By Luciana Chavez, Special to Merced College

First-term Merced City Council Member Sarah Boyle doesn’t have time to rehash how she won her campaign in November and became the youngest member of the current council, at age 32.

She has time to work a full-time job, support family and friends, and spend every other moment doing the work of a civil servant.

Boyle’s motto? “Merced is the gold. We just have to keep digging to find it.”

Where does one start?

Boyle, a Merced High and Merced College alumna, has only ever lived in Merced, save five years she spent working and earning her B.A. at Fresno State. Returning to town to work at UC Merced in 2016, and chatting with colleagues who weren’t from here or didn’t live here, opened her eyes.

“I would tell them how my friends and I would ride 4-wheelers in the field across from the campus site,” she said. “Everyone thought that was so weird.”

She kept mulling on the memories and feeling more strongly how much she loved Merced and wanted to help write its next chapter.

“I think every day about growing up in Merced and what we’re doing to make it a better place,” Boyle said.

When residents grouse that Merced can’t attract big chain restaurants and stores, Boyle insists it can.
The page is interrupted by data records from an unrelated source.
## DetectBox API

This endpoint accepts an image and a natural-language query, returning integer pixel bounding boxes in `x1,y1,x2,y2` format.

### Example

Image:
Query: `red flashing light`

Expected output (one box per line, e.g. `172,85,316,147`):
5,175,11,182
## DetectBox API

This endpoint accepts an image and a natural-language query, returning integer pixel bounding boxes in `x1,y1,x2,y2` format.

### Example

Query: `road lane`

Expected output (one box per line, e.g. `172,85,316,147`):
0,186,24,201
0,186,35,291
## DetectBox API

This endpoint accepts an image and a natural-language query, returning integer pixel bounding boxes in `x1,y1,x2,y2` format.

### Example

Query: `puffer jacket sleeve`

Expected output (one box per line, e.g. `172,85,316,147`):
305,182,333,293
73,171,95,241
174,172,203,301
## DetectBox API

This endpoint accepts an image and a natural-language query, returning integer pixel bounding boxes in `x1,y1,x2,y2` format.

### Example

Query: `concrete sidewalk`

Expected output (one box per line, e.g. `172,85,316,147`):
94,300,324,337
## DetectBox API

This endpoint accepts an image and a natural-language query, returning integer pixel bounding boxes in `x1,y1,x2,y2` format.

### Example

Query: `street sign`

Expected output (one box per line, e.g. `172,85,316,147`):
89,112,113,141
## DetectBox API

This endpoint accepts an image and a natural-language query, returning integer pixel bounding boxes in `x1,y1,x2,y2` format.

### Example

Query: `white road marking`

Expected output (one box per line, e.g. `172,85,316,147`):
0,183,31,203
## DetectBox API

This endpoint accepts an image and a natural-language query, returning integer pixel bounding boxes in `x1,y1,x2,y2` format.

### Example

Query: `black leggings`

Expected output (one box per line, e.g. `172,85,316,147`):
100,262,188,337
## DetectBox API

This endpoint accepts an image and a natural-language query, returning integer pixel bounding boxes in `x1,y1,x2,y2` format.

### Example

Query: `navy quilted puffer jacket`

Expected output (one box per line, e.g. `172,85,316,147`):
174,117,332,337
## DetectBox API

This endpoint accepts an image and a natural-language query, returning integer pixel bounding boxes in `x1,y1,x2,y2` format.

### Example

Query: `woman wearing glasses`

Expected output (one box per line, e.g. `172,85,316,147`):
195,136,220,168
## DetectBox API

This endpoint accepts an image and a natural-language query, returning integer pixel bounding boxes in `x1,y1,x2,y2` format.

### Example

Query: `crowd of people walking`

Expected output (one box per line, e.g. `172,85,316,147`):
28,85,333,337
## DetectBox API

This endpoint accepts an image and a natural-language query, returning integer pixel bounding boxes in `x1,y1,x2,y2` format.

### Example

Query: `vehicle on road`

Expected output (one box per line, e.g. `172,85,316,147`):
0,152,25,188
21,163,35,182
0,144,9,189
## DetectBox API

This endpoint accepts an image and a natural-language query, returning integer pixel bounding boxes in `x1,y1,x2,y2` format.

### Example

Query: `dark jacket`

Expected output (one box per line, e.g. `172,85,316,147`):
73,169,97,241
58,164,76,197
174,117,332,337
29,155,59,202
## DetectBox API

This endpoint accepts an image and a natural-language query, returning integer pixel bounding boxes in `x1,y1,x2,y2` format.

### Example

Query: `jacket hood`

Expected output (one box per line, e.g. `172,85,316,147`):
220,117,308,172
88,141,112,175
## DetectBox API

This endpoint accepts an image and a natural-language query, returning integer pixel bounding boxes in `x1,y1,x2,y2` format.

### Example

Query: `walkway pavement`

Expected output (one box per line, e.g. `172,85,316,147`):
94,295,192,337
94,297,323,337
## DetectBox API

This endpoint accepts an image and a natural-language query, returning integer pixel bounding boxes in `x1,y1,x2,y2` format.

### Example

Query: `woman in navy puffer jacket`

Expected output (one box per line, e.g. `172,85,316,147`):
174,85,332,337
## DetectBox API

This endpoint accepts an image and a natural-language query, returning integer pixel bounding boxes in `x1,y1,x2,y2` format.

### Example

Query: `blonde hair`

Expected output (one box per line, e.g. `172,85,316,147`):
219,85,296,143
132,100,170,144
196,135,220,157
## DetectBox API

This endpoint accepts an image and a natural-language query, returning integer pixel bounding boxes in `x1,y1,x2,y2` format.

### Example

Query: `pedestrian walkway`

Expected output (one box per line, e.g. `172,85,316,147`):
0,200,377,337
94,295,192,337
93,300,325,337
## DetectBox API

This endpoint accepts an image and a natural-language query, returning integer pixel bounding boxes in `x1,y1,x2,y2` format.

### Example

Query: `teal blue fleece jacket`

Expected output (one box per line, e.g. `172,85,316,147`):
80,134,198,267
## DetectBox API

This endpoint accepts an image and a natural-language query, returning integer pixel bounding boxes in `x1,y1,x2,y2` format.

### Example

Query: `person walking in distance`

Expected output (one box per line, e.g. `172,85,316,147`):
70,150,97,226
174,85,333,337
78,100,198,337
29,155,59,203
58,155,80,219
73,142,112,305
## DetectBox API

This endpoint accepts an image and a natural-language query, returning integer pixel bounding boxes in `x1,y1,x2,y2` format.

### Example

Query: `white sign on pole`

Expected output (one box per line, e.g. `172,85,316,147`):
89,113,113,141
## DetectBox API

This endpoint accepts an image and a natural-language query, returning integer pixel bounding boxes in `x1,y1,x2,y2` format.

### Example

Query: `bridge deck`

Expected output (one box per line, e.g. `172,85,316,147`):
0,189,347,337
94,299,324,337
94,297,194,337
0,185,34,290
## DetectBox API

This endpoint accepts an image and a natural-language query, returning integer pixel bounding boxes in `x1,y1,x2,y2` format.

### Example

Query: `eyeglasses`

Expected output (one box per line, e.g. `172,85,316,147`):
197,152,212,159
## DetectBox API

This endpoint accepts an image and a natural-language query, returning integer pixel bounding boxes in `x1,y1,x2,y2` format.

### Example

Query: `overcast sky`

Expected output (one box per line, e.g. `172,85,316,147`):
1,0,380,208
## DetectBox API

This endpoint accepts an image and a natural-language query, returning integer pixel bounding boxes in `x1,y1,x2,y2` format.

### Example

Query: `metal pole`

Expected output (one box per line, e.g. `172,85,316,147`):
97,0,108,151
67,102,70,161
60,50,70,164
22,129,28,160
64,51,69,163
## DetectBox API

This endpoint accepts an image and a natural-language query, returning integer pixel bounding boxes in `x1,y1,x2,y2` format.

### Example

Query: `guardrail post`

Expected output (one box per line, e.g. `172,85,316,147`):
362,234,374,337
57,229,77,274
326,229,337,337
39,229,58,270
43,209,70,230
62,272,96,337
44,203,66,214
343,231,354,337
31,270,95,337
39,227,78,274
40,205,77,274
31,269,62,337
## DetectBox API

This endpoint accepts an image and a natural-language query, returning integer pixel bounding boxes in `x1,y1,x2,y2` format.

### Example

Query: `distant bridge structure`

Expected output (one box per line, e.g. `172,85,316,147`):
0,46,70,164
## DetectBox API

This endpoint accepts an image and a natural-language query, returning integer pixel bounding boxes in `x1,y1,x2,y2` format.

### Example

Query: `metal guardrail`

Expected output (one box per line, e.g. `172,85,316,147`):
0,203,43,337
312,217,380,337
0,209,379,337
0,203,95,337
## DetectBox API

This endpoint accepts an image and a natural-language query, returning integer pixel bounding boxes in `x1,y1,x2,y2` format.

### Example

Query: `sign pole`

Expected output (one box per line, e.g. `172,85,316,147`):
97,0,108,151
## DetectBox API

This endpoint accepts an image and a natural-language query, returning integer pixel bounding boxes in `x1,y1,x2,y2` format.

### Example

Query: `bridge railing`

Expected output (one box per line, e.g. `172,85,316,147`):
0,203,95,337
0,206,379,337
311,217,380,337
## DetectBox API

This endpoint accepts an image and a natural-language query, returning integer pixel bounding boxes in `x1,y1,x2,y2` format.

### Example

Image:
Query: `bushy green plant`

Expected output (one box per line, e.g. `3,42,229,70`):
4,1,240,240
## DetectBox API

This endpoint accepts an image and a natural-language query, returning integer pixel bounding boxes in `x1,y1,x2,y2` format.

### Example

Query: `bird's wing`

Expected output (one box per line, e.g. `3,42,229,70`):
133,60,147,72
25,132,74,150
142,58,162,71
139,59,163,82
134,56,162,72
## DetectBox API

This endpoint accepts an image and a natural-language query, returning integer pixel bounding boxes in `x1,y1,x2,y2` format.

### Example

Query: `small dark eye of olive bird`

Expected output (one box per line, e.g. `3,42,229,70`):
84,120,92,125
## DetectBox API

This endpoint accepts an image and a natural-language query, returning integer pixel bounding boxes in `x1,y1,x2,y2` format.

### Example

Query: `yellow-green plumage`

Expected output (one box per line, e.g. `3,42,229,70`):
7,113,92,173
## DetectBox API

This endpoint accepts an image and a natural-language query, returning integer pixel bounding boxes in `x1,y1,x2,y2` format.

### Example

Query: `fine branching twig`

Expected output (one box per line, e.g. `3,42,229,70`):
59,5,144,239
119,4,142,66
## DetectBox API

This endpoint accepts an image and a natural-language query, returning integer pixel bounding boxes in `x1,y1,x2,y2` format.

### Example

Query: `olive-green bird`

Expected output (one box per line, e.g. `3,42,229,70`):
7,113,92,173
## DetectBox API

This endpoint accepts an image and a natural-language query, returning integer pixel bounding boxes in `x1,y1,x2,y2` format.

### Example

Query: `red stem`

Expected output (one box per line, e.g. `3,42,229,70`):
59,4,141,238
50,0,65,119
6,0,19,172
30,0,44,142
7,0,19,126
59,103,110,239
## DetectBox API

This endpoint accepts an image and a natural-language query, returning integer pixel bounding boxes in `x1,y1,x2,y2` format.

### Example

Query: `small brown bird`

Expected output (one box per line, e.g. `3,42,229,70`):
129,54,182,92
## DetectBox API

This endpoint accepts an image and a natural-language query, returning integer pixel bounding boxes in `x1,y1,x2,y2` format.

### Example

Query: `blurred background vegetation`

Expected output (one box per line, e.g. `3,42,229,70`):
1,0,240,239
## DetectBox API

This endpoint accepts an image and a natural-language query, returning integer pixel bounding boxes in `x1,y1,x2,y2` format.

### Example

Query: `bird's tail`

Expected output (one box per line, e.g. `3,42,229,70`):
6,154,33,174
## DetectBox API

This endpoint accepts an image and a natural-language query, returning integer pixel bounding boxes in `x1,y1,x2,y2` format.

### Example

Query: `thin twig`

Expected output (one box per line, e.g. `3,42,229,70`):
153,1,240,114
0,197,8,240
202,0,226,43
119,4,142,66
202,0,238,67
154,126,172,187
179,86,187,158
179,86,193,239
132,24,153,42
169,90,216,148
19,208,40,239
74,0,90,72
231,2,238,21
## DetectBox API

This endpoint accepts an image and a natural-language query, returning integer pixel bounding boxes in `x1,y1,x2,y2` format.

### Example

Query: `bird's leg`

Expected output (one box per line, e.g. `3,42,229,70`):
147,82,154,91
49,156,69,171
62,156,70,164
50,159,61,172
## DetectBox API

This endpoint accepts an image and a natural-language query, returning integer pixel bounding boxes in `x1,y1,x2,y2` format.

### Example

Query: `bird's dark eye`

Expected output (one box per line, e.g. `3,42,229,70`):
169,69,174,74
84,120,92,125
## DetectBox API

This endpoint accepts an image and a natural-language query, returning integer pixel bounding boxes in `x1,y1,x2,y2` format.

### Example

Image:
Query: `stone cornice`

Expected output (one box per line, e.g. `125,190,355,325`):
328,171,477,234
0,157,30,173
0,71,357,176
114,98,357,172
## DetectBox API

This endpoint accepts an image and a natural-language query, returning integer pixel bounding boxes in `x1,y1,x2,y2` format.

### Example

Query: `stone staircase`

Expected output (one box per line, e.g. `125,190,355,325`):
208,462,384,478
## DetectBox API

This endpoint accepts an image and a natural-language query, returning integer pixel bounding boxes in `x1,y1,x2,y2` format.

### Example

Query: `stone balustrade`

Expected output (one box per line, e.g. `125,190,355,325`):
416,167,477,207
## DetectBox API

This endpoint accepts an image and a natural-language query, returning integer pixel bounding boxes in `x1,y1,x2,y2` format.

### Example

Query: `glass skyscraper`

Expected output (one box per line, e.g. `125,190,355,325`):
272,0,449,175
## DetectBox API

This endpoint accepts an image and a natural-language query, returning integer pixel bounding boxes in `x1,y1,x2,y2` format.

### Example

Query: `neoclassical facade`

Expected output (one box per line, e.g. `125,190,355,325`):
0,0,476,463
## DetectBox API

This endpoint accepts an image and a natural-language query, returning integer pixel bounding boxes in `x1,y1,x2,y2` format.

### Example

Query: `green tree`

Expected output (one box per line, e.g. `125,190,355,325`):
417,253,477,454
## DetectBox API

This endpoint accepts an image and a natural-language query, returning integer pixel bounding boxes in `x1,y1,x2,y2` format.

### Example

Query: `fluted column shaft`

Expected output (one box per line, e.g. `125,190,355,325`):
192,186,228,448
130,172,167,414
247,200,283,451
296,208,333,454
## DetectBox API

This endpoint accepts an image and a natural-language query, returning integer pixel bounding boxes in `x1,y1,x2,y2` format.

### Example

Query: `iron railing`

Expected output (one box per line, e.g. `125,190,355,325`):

She tells people Merced will attract new commerce when its population reaches 100,000 and more residents gain more education.

Diplomas in hand, they can earn more money, which they can then spend at new businesses in town.

Boyle says Merced College’s recent decision to partner with UC Merced to build the Merced Promise transfer program will boost that goal.

The official pathway could further encourage graduates to stay in the area. As the region grows, those people will see they can also excel professionally and socially right here in Merced.

“Part of me wants to tell everyone to take that leap of faith, to go to school here and put their money into this area,” Boyle said. “That’s how we will thrive.”

Downtown Merced is on the cusp of a great renaissance.

Along Main Street, the Tioga Apartments are an upscale rental property located in the repurposed 93-year old Tioga Hotel. The updated Mainzer Theater will host comedy and theater shows. The El Capitan Hotel, with in-house restaurants, is a Hyatt property with a boutique feel.

Down the road, the high-speed rail will eventually drop visitors off one block off Main Street at N and 16th Streets.

“People in Merced are begging for these kinds of facilities and entertainment,” Boyle said. “Like, my mom and dad saw The Doors in Merced years ago. We want to see that happen again. Other university towns do it. Why can’t we?”

Boyle is also always trying to sort out what to do about the Merced Mall. It’s in her district. In 2017, the owners announced they would remodel it, but the initial rush of excitement has faded as the economy slowed.

“We have this never-ending conversation—why do people go out of town to shop?” she said. “We are working on how to restart the project. Malls aren’t dead. Have you ever been to River Park in Fresno? It’s busy all week.”

The council wants to boost its profile by maybe staging a regular farmers market on weeknights. Boyle wants to do whatever will tempt young people to shop and eat there, like she did as a teenager.

“It would be some place fun and different for people who don’t live downtown,” she said.


The key to any progress is getting constituents fired up. “If I could, I’d be a professional volunteer,” Boyle said. “Anyone can point the finger and say, ‘Fix this!’”

Since her return home, Boyle has volunteered with the Greater Merced Chamber of Commerce, the city’s Charter Review Committee, and Women Unite. She completed the Leadership Merced program and helped start an organization to help women in crisis.

Even her full-time job informs Boyle’s public role. With TransCounty Title, she works with “people who are selling Merced” as a great place to live.

And, on days she’s not chatting up strangers during lunches at the Mainzer, she might be visiting a constituent to mull over a problematic tree.

“Showing up is the job,” she said. “If I don’t come, the problem won’t be solved. If our residents don’t show up and get involved, we can’t grow.”

Boyle knows where the city is headed.

“Merced is at a tipping point,” Boyle said. “I feel the next four years will significantly change this town, and I hope people are ready for it.”